The Ce 6/6 was an electric locomotive operated by Schweizerischen Bundesbahnen (Swiss Federal Railways) (SBB). The sole Ce 6/6 was a double locomotive consisting of two identical halves permanently connected, each half having three driving axles. Each engine had a drivers cab, with a large electric motor mounted behind driving three axles.

==Description==
The locomotive was originally ordered from Siemens-Schuckert by Malmbanen in Sweden in 1912 to operate at 15 kV and 15 Hz.
The locomotive was not delivered due to World War I and the changing requirements of its Swedish purchaser, and was instead bought by SBB in 1919.

The design was typical of German locomotives for heavy goods trains. It consisted of an 11 t electrical motor in each half that drove a countershaft connected by side rods to the three driving axles.

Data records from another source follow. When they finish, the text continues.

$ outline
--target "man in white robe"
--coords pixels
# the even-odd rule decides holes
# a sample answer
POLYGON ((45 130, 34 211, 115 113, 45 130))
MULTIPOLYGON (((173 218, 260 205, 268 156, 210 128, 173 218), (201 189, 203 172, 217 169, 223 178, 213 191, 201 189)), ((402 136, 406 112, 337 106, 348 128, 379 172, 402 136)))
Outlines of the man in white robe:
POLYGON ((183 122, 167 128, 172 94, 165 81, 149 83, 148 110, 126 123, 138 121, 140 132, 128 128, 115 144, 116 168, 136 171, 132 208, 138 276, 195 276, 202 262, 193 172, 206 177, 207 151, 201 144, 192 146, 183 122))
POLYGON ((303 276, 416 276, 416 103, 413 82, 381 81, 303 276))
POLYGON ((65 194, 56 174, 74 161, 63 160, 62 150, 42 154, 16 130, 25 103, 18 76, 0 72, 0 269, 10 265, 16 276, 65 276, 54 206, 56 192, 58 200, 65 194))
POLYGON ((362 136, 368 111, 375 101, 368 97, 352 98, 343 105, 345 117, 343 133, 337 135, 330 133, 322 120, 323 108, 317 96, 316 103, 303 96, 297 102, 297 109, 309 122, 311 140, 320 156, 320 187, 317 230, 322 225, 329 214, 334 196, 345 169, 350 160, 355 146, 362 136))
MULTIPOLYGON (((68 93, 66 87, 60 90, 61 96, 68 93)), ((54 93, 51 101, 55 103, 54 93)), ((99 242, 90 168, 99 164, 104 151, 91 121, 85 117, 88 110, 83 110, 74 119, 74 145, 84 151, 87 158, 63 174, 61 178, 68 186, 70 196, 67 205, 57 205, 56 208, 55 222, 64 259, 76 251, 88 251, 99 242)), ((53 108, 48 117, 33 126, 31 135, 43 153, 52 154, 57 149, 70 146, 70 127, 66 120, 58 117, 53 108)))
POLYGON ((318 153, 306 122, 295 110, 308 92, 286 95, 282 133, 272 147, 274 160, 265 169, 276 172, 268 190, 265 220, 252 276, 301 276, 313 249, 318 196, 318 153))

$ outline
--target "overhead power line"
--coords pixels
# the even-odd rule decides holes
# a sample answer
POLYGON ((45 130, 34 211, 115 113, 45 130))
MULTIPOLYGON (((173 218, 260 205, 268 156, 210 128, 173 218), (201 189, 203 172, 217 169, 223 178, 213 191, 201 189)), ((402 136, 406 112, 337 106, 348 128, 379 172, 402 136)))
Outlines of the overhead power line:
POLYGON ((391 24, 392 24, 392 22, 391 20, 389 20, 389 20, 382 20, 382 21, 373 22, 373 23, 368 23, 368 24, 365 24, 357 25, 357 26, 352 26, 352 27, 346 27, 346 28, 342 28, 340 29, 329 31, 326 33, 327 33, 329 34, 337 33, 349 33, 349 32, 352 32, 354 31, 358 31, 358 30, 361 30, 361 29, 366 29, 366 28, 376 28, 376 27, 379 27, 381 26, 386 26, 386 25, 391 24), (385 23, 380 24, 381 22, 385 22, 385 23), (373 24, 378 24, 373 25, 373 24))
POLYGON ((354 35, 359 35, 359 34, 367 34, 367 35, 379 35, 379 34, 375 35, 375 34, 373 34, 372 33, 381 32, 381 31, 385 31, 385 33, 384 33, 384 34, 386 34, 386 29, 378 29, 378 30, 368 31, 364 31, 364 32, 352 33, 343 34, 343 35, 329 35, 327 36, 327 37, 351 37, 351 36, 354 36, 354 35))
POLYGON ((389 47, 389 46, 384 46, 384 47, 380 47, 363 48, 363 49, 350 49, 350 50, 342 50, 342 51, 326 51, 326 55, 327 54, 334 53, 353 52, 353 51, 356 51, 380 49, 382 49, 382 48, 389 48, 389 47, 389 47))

Electrically, the two halves were identical twins. In case of a fault in one half, the other could operate the locomotive after isolating its faulty half. In normal operation, either cab could control itself and its counterpart. Since passenger operation was not foreseen, there was no provision for train power, only locomotive power.

==Service==

Originally delivered to SBB's Bern depot as an Fc 2x3/3 number 12200, it was reclassified into a Ce 6/6 and renumbered 14101 in 1920. The locomotive was used to pull goods trains between Bern and Thun. It was retired early in 1937 due to the high maintenance costs inherent in running a unique engine.

==Röthenbachsäge==
The Ce 6/6 was known as Röthenbachsäge, named after the sawmill near Röthenbach im Emmental, due to the mechanical sawing sound of its low speed engine.